Posts Tagged 'Historical Sights'

Side-Trips While Studying Abroad: Monreale, Sicily.

Greetings GulliverGo readers! My name is Mollie and I’m one of the writers for the website.  I plan to post stories about traveling, studying abroad, and all the tidbits that come with the experience.  This particular post is about my trip to Sicily after studying abroad at the University of Paris IV – La Sorbonne last year.

As anyone will discover, Sicilians take proverbs like these very seriously.  If you ever read them… you’re bound to find one that states, “Chi visita Palermo e non Monreale, arriva asino e torna maiale.”  My cugino (cousin) Pino lived by this notion.  Last year, after spending a semester in Paris, I hopped on a train and stayed with my cousin and his family in the beach town of Trapetto, just outside Palermo, in Sicily.  After grilling the proverb into my head, Pino took me to the small, ancient town of Monreale.

We drove through tight, windy, one-way streets to Monreale, a town further inland, and en-route to Corleone.  That’s right, the very Corleone made famous by the movie, “The Godfather.”  Why did I have to see this town?  My cousin Pino, a cute man in his 70s, held it close to his heart. His daughter Rosanna, who accompanied us, rolled her eyes when Pino praised the town. Listening to them bicker was almost as entertaining as touring Sicily.

The Ancient Towers of Catedral Monreale

The Ancient Towers of Catedral Monreale

After numerous wrong turns, we finally came to a dead end road and parked. We followed the signs to “Catedral Monreale.” All morning Pino could not stop praising Monreale’s centuries old cathedral…but right now, all he could foster was “Rosanna!!   Dov’e la catedral???” Commence more bickering.  Satisfaction set in when we walked into a large piazza and from out of nowhere, the Cathedral stood directly in front of us.

From the outside, the Cathedral of Monreale looks like any ancient church. It was erected in 1174; like most things in Europe, it’s really old.  This Cathedral is considered one of the greatest representations of Norman Architecture in the world.  According to a recent Times UK article the Cathedral is a highlight of any trip to Sicily.

An Insider's ViewMosaics Light up the Cathedral

As you walk inside, golden mosaics depicting the Old Testament line the walls. As the story goes, the Norman king William II had the Cathedral built after being visited in a dream by the Virgin Mary. A grand organ, high arches, tombs (of the founder and his father), high altars (fit for kings), and a statue dedicated to the Virgin Mary decorate the rest of this Arab-Norman Cathedral.

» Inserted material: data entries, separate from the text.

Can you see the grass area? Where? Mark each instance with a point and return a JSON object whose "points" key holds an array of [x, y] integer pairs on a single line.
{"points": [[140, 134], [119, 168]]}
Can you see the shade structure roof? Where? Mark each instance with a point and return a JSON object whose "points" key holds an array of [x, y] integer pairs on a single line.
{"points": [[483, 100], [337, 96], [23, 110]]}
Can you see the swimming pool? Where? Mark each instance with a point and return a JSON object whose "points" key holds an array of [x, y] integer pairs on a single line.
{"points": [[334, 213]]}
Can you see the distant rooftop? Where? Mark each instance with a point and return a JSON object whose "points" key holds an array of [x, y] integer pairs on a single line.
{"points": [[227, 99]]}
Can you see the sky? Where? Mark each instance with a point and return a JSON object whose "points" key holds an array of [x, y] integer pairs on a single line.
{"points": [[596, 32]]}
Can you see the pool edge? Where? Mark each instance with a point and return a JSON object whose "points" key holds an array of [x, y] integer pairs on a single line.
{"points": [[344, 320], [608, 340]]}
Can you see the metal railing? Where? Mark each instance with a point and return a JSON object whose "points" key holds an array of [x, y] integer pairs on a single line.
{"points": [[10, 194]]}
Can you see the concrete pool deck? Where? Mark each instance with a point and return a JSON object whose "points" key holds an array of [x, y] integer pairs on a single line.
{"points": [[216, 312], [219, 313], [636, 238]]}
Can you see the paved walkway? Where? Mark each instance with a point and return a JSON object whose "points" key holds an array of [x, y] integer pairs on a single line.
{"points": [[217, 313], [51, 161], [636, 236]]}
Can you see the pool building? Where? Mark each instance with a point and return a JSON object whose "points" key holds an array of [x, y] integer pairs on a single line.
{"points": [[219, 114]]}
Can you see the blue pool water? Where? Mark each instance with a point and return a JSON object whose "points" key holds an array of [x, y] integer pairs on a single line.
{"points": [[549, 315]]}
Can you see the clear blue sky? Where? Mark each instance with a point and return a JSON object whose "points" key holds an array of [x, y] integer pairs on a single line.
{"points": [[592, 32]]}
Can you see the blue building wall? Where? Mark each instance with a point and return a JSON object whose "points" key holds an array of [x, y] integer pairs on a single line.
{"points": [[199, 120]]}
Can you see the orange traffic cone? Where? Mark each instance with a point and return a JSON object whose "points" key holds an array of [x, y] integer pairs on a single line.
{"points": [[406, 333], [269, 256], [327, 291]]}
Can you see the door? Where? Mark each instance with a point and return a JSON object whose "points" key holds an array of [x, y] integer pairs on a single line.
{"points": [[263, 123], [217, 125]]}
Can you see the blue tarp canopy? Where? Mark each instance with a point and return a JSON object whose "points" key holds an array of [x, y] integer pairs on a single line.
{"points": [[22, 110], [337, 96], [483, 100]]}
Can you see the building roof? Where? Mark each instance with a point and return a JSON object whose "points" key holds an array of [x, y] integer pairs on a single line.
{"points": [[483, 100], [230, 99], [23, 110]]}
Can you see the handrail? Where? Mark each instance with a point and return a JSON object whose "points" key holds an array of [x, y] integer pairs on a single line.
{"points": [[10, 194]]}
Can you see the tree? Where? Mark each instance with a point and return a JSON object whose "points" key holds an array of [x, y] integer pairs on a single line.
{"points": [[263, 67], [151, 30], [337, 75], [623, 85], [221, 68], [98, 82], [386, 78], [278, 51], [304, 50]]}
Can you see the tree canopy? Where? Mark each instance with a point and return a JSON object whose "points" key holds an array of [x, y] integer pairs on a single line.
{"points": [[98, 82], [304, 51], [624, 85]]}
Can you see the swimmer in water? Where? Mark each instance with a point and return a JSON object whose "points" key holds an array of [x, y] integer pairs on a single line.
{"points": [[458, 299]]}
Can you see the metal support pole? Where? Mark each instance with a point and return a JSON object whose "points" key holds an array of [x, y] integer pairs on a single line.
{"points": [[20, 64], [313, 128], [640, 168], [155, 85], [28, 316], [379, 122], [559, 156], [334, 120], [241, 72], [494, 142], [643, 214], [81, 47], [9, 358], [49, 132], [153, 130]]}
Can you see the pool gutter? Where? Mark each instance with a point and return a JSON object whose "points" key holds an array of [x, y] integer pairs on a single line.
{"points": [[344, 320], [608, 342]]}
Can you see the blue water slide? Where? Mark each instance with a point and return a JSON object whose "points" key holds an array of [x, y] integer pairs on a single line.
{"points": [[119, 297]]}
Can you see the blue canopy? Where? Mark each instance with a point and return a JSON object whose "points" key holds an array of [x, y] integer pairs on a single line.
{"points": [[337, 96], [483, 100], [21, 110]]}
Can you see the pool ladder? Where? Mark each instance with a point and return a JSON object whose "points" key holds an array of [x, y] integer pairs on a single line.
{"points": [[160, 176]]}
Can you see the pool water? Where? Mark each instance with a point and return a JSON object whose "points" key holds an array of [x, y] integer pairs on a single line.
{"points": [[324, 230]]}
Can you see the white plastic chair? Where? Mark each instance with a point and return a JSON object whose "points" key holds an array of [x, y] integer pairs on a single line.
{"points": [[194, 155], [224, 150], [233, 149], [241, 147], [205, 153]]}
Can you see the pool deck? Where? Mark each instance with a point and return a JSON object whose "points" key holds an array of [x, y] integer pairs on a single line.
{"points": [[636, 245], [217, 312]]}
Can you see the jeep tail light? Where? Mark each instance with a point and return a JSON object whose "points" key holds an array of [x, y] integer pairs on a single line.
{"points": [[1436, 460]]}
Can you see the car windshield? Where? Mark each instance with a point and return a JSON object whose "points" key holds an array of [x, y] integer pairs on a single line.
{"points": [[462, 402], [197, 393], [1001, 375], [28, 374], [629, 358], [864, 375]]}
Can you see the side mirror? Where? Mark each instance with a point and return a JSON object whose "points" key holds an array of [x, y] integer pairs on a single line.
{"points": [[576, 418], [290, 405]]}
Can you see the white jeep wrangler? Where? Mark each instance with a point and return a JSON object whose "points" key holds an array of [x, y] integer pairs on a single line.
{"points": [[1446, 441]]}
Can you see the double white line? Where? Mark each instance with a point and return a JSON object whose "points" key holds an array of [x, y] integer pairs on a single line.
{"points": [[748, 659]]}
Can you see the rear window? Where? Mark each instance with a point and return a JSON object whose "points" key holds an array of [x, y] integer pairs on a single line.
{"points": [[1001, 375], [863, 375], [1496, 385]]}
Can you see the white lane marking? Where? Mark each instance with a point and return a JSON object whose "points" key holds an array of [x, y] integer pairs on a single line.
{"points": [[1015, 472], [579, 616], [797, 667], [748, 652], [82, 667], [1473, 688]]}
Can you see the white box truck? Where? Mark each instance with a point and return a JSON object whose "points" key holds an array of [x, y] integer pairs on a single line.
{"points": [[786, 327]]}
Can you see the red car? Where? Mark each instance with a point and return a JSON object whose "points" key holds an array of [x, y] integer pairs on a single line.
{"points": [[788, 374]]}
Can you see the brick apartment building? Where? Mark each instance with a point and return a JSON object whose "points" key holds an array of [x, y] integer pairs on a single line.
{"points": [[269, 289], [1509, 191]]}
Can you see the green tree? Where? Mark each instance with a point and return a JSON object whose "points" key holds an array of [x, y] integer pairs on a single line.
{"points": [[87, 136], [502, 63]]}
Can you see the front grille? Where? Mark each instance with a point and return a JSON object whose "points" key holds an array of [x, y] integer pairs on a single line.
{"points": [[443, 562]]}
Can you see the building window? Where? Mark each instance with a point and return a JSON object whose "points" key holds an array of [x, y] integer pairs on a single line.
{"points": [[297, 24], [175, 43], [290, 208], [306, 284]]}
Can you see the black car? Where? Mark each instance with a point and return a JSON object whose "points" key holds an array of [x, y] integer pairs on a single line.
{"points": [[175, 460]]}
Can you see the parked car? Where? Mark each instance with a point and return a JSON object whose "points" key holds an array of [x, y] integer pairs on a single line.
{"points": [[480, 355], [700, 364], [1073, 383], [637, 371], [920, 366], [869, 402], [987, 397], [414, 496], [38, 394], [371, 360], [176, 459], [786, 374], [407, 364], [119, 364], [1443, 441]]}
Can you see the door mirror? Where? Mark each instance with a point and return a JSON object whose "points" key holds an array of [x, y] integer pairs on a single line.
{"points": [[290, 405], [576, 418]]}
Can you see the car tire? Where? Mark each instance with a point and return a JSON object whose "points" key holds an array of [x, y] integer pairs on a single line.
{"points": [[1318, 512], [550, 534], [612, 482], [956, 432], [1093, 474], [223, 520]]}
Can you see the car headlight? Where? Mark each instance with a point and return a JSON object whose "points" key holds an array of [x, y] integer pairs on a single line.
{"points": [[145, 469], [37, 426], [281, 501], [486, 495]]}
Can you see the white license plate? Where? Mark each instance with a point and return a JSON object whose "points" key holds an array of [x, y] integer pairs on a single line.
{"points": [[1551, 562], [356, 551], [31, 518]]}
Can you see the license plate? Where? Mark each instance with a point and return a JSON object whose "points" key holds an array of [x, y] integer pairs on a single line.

The interior is impressive, but the courtyard outside offers one of the most amazing sights.  The courtyard sits on the edge of a cliff, overlooking Sicily, and the capital city of Palermo. Apparently you cannot really appreciate Palermo, until you “see” it from Monreale.  On a clear day, the view is a gem- reaching well beyond Palermo and into the sea. Unlike most of Europe, this attraction is free.  It’s just a matter of getting to the city.

Traveling Abroad: A View of Palermo from Sicily

Traveling Abroad: A View of Palermo from Monreale

Before you leave Monreale, you’re required to visit one of the many cafes or corner pastry stores. My cousin never asked if I was hungry, he just bought me food. He introduced me to an ‘Arancia’ – similar to a pork bun, filled with meat, or peas and rice. The size of a baseball, it’s tasty, but goes down fast.  We also indulged in a few small Sicilian cannoli. As I learned from my time with Pino, no event or experience is complete without food…especially cannoli, even if it spoils your next meal.

After visiting Monreale, according to my cousin, I could leave Sicily a “good, wholesome person.”  In the end, my last minute trip to Sicily enhanced my study abroad experience by introducing me to family, incredible sights, and delicious food.  If you have the chance to travel while studying abroad…don’t debate, just go!